For HBV, while there are effective vaccines, therapies mostly suppress viral replication with little curative prospect. HBV replication and virus-host interactions have been studied extensively. The availability of HBV culture systems and small animal models has greatly advanced fundamental knowledge of the virus and the evaluation of vaccine and therapeutic candidates. The complexity of virus-host interactions and mechanism of persistence during HBV infection remains unclear.
Chronic infection with HBV or HCV is associated with development of hepatocellular carcinoma (HCC) that carries high morbidity and mortality and is difficult to diagnose and treat. Virus-associated HCC remains poorly understood and is an important unmet need in liver diseases.
Our three main approaches are
- To study virus-host interactions by applying genome-wide technologies and systems biology approaches.
- To apply and develop technologies and model systems to discover novel small molecule probes of HBV and HCV life cycles and to explore them for potential therapeutic advances.
- To investigate the role of innate immunity and mechanisms of viral persistence in HBV and HCV pathogenesis and treatment response.
We successful adopted the technology of iPSC and hepatocyte differentiation as in vitro and in vivo models to study HBV and HCV infections. We demonstrated that these differentiated, hepatocyte-like cells (HLCs), despite an immature phenotype, are permissive to HCV infection in vitro and mount an interferon response. The HLCs could be engrafted in the liver parenchyma of immunodeficient mice. The HLCs can be maintained for an extended period of time in the liver of the chimeric mouse, where they undergo further maturation and proliferation. These chimeric mice were permissive to infection with HBV and HCV of different genotypes and support long-term infection.

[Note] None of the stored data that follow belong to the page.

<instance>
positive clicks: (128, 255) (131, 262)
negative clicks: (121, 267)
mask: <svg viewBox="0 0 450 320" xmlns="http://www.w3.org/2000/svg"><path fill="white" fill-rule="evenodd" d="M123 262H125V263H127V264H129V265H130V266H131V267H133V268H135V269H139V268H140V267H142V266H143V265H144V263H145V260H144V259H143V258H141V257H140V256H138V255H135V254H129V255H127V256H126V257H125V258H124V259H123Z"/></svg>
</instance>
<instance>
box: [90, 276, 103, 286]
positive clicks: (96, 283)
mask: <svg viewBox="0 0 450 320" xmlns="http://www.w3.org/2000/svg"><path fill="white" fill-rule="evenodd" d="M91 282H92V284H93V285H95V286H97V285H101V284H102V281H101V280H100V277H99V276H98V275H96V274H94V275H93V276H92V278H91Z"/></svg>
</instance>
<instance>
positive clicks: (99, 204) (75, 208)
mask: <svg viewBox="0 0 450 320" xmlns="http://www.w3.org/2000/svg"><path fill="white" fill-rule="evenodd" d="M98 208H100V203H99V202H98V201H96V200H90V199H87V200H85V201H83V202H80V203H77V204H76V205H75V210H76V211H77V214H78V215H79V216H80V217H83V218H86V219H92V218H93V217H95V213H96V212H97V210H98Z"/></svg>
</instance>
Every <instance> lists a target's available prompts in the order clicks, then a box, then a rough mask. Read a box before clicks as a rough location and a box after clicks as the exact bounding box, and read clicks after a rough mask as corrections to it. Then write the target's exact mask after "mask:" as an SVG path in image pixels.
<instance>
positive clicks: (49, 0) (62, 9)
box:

We have also established an active research program on the increasingly important problem of hepatocellular carcinoma in the context of chronic viral hepatitis. We are developing various in vitro and in vivo models to identify and study potentially important procarcinogenic pathways that are triggered by HBV or HCV infection. By leveraging this knowledge, we hope to uncover novel strategies for preventive and therapeutic interventions of this deadly cancer.

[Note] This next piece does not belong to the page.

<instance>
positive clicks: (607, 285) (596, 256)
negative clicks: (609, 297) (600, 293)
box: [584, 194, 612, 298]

The recent coronavirus disease 2019 (COVID-19) caused by severe acute respiratory syndrome coronavirus 2 (SARS-CoV-2) has become a serious threat to global public health, underscoring the urgency to develop effective therapies. Therapeutics, and more specifically, direct-acting antiviral development, is still very much in its infancy. By leveraging our laboratory’s experience and expertise in antiviral development, we established a research program recently to identify and develop effective antivirals against the SARS-CoV-2, either by repurposing existing pharmaceuticals or developing new drugs. Many of the compounds we are developing may have broad-spectrum activities against many viruses including HCV and human coronaviruses.